Here you will find two examples of how to setup your own API server on a Linux machine.
The setup-and-start-local.sh
script will execute most of the steps to get a server running for you.
It will do the following steps:
- check that all required software is installed (go, git, aria2c, curl)
- download a specific MMseqs2 version that we tested to work with ColabFold
- download the databases (UniRef30 and ColabFoldDB, this might take some time)
- download the API server and compile its binary
- start the API server
The script can be called repeatedly to start the server. It will avoid doing any unnecessary setup work.
You can tweak the provided example config.json
file. Two values you will likely want to change are the:
server.address
field to specify a custom port. We recommend putting anginx
server infront of the ColabFold API server to deal with gzip compression, SSL etc.local.workers
field to specify how many job workers are allowed to run in parallel.
To better manage the ColabFold API server, we recommend to setup a systemd service. It will automatically restart the server in case of failure and allow managing the server with common operating system tools (like journalctl
, systemctl
, etc.).
You can first execute the setup-and-start-local.sh
script to get a working server.
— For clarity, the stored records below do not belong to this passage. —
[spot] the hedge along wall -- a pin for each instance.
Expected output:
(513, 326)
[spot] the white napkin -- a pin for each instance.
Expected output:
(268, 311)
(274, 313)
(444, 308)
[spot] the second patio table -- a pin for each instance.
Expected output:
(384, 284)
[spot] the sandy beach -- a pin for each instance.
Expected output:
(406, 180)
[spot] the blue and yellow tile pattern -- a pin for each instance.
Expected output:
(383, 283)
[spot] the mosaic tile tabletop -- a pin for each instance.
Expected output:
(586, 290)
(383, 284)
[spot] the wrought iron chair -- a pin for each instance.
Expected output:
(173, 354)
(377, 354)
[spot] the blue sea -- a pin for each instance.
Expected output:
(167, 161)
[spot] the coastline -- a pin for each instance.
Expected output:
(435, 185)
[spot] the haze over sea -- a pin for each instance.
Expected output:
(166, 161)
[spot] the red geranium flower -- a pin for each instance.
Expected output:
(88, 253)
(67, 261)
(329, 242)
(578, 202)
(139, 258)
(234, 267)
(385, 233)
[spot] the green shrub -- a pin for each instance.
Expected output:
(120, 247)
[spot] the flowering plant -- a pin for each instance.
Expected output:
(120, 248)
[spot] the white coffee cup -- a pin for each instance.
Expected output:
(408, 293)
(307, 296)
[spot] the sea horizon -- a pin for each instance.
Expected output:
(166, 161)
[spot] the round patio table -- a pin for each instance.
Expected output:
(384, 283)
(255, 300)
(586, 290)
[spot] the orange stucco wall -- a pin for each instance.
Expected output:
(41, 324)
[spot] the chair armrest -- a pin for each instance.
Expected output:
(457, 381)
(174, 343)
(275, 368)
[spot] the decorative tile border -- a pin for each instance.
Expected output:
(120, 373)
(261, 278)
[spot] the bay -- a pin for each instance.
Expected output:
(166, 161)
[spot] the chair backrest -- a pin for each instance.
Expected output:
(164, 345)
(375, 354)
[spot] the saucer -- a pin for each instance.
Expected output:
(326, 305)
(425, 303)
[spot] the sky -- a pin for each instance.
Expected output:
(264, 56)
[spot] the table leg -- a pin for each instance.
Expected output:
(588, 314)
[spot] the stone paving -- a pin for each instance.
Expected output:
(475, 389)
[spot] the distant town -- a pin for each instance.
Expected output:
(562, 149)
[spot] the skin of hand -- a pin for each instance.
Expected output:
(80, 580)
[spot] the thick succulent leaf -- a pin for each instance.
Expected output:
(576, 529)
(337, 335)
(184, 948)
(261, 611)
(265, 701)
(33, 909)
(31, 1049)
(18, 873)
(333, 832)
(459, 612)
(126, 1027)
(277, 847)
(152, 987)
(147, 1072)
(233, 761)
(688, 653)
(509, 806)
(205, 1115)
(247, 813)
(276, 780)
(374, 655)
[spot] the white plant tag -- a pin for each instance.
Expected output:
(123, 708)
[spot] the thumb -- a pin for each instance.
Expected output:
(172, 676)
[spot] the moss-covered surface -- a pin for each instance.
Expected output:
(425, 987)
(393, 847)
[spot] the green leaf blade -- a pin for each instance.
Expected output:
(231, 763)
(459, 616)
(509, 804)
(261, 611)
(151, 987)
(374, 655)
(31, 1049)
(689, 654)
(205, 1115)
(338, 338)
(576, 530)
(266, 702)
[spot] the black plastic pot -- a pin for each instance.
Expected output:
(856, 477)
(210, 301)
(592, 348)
Then tweak the systemd-example-mmseqs-server.service
file and adjust the directories to the MSA server binary/directories.
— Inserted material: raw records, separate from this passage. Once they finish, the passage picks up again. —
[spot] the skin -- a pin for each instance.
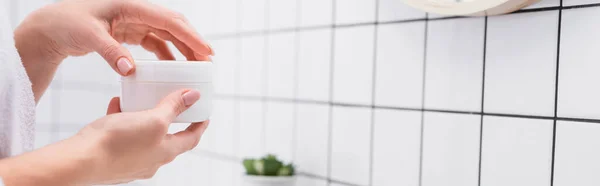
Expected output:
(120, 147)
(49, 35)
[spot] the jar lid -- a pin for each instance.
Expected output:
(171, 71)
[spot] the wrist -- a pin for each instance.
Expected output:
(69, 162)
(34, 47)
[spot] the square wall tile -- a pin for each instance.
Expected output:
(351, 144)
(576, 154)
(253, 14)
(251, 134)
(396, 147)
(314, 62)
(312, 135)
(315, 12)
(223, 127)
(399, 66)
(227, 16)
(578, 72)
(521, 63)
(579, 2)
(204, 20)
(516, 151)
(352, 74)
(450, 149)
(454, 64)
(226, 66)
(279, 130)
(24, 8)
(394, 10)
(282, 14)
(544, 3)
(251, 66)
(44, 110)
(354, 11)
(281, 63)
(305, 181)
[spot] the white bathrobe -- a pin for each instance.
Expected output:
(17, 105)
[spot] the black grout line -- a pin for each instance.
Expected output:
(331, 73)
(265, 74)
(373, 88)
(423, 79)
(556, 94)
(255, 98)
(296, 81)
(266, 31)
(482, 99)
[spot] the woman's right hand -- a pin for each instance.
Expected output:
(118, 148)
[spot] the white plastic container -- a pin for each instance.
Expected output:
(153, 80)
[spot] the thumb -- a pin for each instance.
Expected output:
(175, 103)
(114, 106)
(117, 56)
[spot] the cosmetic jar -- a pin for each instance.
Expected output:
(154, 80)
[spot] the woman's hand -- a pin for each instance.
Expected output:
(118, 148)
(77, 27)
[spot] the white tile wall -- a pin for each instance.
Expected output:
(252, 70)
(392, 10)
(516, 152)
(578, 67)
(399, 68)
(251, 121)
(312, 135)
(454, 64)
(350, 144)
(521, 63)
(576, 161)
(450, 149)
(253, 15)
(293, 83)
(226, 72)
(279, 130)
(281, 65)
(353, 64)
(354, 11)
(282, 14)
(313, 66)
(315, 12)
(396, 147)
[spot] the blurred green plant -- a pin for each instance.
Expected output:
(268, 165)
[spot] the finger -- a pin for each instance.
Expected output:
(204, 58)
(187, 139)
(175, 103)
(184, 49)
(157, 46)
(117, 56)
(162, 18)
(114, 106)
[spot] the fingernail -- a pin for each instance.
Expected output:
(124, 65)
(190, 97)
(212, 52)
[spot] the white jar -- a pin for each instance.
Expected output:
(153, 80)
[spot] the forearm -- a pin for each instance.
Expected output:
(39, 62)
(60, 164)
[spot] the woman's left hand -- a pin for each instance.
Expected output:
(77, 27)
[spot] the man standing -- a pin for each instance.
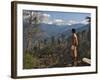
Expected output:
(74, 44)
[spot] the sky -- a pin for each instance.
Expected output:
(63, 18)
Afterwards copy the service file to /etc/systemd/system/mmseqs-server.service
(this might vary by distribution).
Then call:
sudo systemctl daemon-reload
sudo systemctl start mmseqs-server.service
The restart-systemd.sh
script contains an example how to stop the server, clear the job cache and start it again.
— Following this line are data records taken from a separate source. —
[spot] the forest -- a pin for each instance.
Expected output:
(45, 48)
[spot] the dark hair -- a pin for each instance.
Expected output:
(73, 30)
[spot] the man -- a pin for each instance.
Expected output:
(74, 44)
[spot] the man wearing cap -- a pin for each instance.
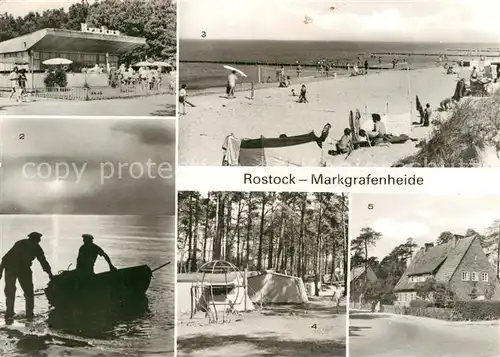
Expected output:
(87, 255)
(17, 265)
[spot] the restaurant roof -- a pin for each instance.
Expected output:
(50, 39)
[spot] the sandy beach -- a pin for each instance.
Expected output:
(274, 111)
(315, 329)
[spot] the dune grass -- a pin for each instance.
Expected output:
(460, 140)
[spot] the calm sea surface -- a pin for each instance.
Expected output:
(145, 329)
(206, 75)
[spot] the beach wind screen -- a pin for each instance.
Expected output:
(282, 151)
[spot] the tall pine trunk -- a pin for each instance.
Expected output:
(261, 232)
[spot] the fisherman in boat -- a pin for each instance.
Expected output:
(87, 255)
(17, 266)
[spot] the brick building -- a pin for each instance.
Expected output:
(460, 263)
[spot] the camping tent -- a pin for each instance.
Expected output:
(203, 291)
(281, 151)
(271, 287)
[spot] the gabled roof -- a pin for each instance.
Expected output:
(357, 272)
(441, 261)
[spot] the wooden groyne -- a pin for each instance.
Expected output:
(427, 54)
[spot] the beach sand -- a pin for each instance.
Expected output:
(315, 329)
(274, 111)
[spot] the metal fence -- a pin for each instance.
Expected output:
(81, 93)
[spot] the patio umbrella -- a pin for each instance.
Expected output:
(161, 64)
(143, 64)
(16, 61)
(235, 69)
(57, 61)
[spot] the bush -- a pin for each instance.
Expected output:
(459, 141)
(477, 310)
(419, 303)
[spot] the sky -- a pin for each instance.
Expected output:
(22, 7)
(422, 217)
(93, 158)
(366, 20)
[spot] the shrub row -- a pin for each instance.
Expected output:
(476, 310)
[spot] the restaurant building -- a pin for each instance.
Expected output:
(86, 48)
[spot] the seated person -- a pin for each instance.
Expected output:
(302, 96)
(446, 104)
(388, 138)
(344, 145)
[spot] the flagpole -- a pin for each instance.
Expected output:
(409, 95)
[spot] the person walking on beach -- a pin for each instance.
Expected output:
(182, 99)
(427, 114)
(231, 84)
(302, 96)
(17, 265)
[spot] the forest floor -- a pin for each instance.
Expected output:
(314, 329)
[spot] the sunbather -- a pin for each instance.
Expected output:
(379, 129)
(387, 138)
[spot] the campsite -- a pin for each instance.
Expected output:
(261, 274)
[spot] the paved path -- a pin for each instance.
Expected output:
(157, 105)
(388, 335)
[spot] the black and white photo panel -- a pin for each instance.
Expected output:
(339, 83)
(261, 274)
(87, 237)
(88, 57)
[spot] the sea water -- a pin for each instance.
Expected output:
(146, 329)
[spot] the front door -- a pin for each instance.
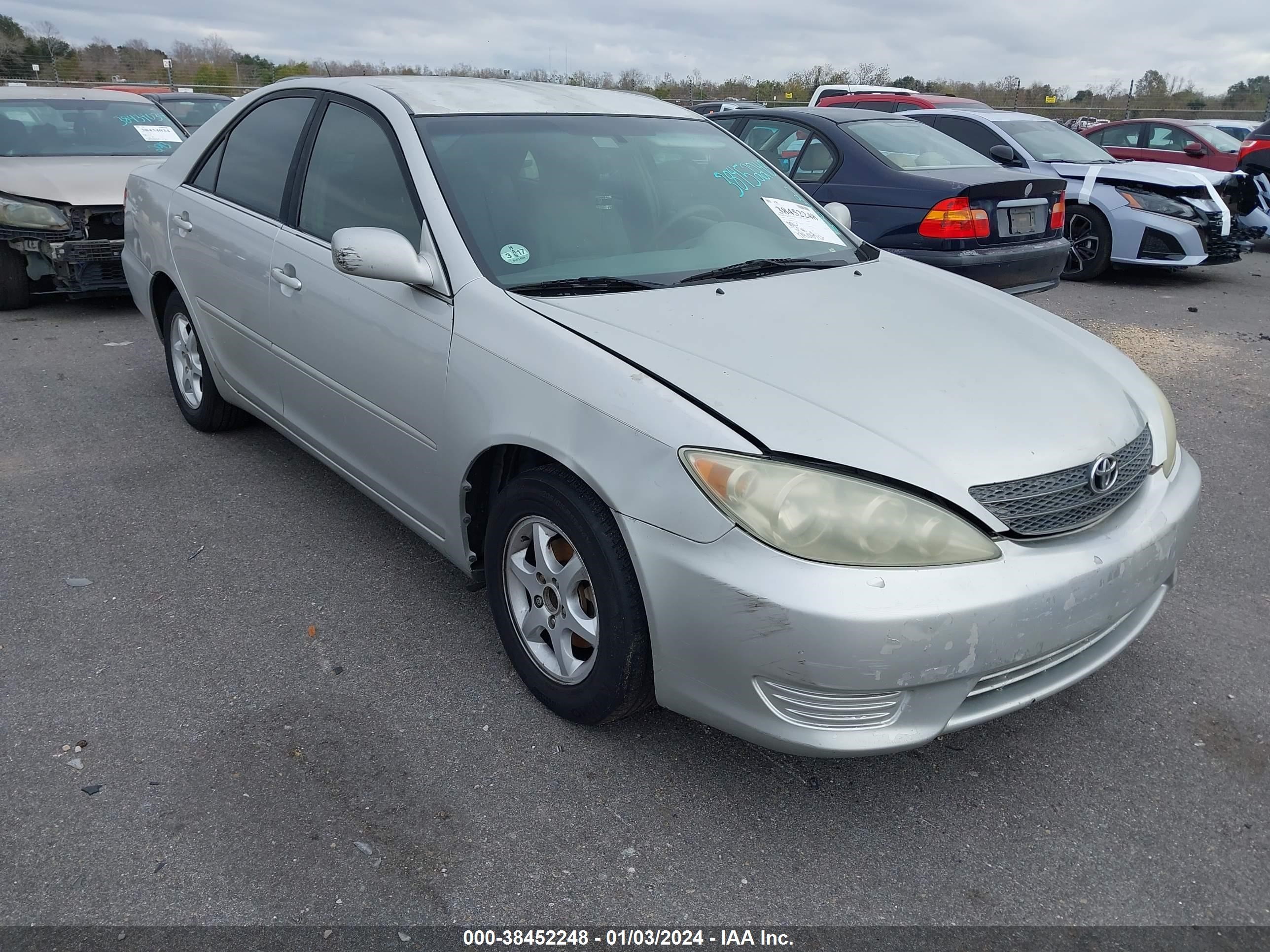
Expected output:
(223, 225)
(362, 362)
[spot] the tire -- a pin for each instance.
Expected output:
(1092, 247)
(549, 518)
(193, 387)
(14, 283)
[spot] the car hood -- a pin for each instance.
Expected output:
(1148, 173)
(75, 181)
(891, 367)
The ColabFold MSA API server will only achieve response time of few seconds if the search database are held fully within system memory. We use vmtouch (https://github.com/hoytech/vmtouch) to keep the precomputed database index file within system memory. This is the most expensive part of the MSA API server, as the two default databases (UniRef30+ColabFoldDB), require currently 768GB-1024GB RAM to stay resident in RAM and have enough RAM spare for worker processes. If you are only running batch searches or are using the command line tool with our API server, system requirements are much much lower.
After installing vmtouch
, you can execute the following command to make sure that the search databases are not evicted from the system cache:
cd databases
sudo vmtouch -f -w -t -l -d -m 1000G *.idx
This assumes that precomputed database index was created without splits. Check that there are no uniref30_2103_db.idx.{0,1,...}
or colabfold_envdb_202108_db.idx.{0,1,...}
files in the databases folder. If these files are there, you should recreate the precomputed database indices with the following command:
cd databases
rm uniref30_2103_db.idx* colabfold_envdb_202108_db.idx*
mmseqs createindex uniref30_2103_db tmp --remove-tmp-files 1 --split 1
mmseqs createindex colabfold_envdb_202108_db tmp --remove-tmp-files 1 --split 1
You can now pass the server URL to colabfold_batch
's --host-url
parameter. If you want to use the notebook with a custom API server add a host_url=https://yourserver.example.org
parameter to the run()
call in the Run Prediction cell.
Templates are still requested from our server (if the --templates
flag is used). We will improve templates in a future release.